Xerox Corp. is in a legal battle with one of its insurers over a $15 million claim related to its failed merger with Fujifilm Holdings Corp. in 2018.
The company, which makes printers and copiers, sued Travelers Casualty and Surety Co. of America in 2020, alleging that the insurer breached its contract by denying coverage for the losses that Xerox suffered in five shareholder lawsuits.
The lawsuits accused Xerox of misleading investors about the value and prospects of the merger, which was eventually abandoned after a proxy fight led by activist investors Carl Icahn and Darwin Deason.
Xerox settled the lawsuits for a total of $32 million in 2019 and sought reimbursement from its insurers under its directors and officers liability policy, which had a limit of $100 million.
However, Travelers refused to pay its share of $15 million, arguing that the policy excluded claims arising from “bodily injury, property damage, or personal and advertising injury.”
Travelers also contended that the policy did not cover the settlement payments because they were not “losses” as defined by the policy, but rather “disgorgement” of ill-gotten gains.
Xerox disputed Travelers’ interpretation of the policy and asked the court to order the insurer to pay the $15 million, plus interest and costs.

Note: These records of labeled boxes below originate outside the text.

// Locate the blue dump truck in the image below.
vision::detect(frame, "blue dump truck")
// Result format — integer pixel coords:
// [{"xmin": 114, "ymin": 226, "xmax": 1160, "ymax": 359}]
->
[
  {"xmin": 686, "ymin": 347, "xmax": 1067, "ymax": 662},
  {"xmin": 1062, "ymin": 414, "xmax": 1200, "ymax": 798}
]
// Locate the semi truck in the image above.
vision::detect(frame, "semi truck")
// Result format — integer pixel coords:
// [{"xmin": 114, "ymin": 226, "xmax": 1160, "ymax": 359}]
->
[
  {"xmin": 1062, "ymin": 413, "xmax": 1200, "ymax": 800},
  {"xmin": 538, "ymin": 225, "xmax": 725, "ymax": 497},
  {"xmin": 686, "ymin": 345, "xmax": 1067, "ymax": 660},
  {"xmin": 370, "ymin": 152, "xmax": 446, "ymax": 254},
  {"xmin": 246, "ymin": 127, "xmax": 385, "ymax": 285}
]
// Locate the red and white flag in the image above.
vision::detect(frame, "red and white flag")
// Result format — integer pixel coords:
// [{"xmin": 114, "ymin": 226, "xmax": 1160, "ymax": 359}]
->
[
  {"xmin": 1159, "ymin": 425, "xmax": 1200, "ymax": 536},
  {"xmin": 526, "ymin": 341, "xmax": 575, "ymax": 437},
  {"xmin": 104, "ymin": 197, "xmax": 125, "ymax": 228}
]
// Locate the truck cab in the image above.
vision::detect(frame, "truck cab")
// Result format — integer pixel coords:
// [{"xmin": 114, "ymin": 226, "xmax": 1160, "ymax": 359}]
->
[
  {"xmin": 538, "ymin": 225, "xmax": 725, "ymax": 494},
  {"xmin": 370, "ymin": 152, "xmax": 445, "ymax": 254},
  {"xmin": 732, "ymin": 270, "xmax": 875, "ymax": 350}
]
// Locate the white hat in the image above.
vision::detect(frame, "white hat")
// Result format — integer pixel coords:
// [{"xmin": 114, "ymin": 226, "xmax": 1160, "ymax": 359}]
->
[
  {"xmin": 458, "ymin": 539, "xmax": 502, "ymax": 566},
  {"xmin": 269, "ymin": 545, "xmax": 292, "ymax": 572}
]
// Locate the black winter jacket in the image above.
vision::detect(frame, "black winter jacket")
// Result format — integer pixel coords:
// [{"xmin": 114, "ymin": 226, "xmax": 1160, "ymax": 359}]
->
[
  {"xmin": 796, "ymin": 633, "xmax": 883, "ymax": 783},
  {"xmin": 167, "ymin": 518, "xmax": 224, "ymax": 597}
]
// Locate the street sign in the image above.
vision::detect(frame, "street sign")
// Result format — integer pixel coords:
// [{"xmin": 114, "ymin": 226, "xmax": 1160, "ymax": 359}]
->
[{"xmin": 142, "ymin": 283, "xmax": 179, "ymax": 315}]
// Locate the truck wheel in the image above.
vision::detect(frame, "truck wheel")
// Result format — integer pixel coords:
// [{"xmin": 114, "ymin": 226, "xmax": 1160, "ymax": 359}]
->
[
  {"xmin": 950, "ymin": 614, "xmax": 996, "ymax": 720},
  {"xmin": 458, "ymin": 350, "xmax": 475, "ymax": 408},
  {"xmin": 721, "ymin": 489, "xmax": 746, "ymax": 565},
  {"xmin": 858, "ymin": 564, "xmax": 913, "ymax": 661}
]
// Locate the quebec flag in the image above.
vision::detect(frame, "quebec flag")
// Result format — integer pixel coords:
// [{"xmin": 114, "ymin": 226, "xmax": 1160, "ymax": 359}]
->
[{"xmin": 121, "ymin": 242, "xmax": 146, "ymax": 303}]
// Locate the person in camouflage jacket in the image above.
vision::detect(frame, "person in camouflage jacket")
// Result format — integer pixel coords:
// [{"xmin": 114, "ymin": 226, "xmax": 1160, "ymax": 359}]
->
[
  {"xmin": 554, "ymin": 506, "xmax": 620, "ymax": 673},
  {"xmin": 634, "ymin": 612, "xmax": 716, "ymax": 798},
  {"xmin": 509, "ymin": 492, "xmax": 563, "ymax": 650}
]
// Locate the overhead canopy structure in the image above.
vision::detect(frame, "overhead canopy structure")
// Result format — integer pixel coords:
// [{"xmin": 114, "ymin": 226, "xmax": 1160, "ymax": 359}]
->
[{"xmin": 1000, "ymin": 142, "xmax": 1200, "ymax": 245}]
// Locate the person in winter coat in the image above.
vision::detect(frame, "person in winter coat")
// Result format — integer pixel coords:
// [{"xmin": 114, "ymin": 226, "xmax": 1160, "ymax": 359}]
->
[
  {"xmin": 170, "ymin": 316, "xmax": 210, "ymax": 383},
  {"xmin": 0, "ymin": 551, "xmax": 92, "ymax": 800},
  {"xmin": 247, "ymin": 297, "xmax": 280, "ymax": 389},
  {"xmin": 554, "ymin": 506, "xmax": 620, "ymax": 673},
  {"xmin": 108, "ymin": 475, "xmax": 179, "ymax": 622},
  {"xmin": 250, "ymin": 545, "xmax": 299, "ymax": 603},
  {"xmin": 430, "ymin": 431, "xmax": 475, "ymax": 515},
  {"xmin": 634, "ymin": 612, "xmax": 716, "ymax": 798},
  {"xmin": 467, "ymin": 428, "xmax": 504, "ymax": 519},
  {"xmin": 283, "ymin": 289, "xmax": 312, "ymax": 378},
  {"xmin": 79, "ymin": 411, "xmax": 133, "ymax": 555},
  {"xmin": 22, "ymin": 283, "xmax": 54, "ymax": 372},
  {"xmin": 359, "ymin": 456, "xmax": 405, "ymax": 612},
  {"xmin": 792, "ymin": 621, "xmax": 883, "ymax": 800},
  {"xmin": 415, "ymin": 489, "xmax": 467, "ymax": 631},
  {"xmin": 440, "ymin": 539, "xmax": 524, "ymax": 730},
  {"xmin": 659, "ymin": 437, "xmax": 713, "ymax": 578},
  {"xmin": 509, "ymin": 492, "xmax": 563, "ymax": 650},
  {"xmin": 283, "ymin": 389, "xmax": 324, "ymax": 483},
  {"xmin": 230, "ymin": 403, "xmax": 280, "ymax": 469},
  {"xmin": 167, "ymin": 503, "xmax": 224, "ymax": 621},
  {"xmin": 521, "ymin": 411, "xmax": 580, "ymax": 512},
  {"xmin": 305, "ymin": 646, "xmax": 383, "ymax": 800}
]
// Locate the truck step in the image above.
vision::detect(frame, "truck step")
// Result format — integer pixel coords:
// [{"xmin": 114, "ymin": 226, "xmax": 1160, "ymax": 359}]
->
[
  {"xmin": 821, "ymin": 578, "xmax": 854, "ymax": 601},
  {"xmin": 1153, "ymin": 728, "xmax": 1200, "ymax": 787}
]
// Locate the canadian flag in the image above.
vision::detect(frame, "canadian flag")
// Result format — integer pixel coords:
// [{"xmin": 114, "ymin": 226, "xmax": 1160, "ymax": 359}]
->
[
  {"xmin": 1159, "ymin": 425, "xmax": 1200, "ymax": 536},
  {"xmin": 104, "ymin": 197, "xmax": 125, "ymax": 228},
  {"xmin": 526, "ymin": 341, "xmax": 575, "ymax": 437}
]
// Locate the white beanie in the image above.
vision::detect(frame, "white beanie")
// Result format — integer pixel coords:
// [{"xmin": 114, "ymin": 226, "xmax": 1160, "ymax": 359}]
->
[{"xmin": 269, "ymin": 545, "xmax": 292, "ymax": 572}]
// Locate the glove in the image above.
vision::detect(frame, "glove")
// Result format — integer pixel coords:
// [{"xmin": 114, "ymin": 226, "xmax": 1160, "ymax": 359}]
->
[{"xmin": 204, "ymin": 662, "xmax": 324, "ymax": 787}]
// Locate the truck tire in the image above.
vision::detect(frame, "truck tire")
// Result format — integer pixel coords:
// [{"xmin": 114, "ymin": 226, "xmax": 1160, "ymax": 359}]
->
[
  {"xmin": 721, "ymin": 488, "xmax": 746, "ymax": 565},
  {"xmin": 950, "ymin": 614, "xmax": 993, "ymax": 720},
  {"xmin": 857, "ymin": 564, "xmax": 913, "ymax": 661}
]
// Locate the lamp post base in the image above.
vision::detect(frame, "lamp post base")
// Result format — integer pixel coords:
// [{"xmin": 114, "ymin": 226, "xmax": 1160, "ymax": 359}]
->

Xerox also claimed that Travelers’ denial of coverage triggered a “follow form” clause in the policies of two of its excess insurers, AXIS Insurance Co. and Arch Insurance Co., which prevented them from paying their respective shares of $10 million and $7 million.
Xerox’s lawyer, Tony Tatum, told the appellate court on Thursday that Travelers’ position was “absurd” and “untenable,” and that the insurer was trying to “rewrite” the policy to avoid its obligations.
Tatum said that the shareholder lawsuits did not involve any bodily injury, property damage, or personal and advertising injury, but rather alleged breaches of fiduciary duty, fraud, and misrepresentation by Xerox and its directors and officers.
He also said that the settlement payments were not disgorgement, but rather a compromise to resolve the litigation and avoid further expenses and risks.
Tatum urged the court to reverse the lower court’s decision, which had denied Xerox’s motion for summary judgment and granted Travelers’ motion to dismiss the case.
Travelers’ lawyer, John Nonna, defended the insurer’s decision and said that the policy clearly excluded the claims that Xerox faced in the shareholder lawsuits.
Nonna said that the policy defined “personal and advertising injury” to include “oral or written publication, in any manner, of material that … disparages a person’s or organization’s goods, products or services.”
He said that the shareholder lawsuits alleged that Xerox and its directors and officers made false and misleading statements about the merger, which disparaged Fujifilm’s products and services.
Nonna also said that the policy defined “loss” to exclude “any amount for which the insured is not financially liable or which is without legal recourse to the insured.”
He said that the settlement payments were not losses, but rather disgorgement, because Xerox and its directors and officers were not financially liable for them, and because they were made to return the benefits that they received from the merger.
Nonna asked the court to affirm the lower court’s decision and dismiss the case. The appellate court did not indicate when it would issue a ruling on the case.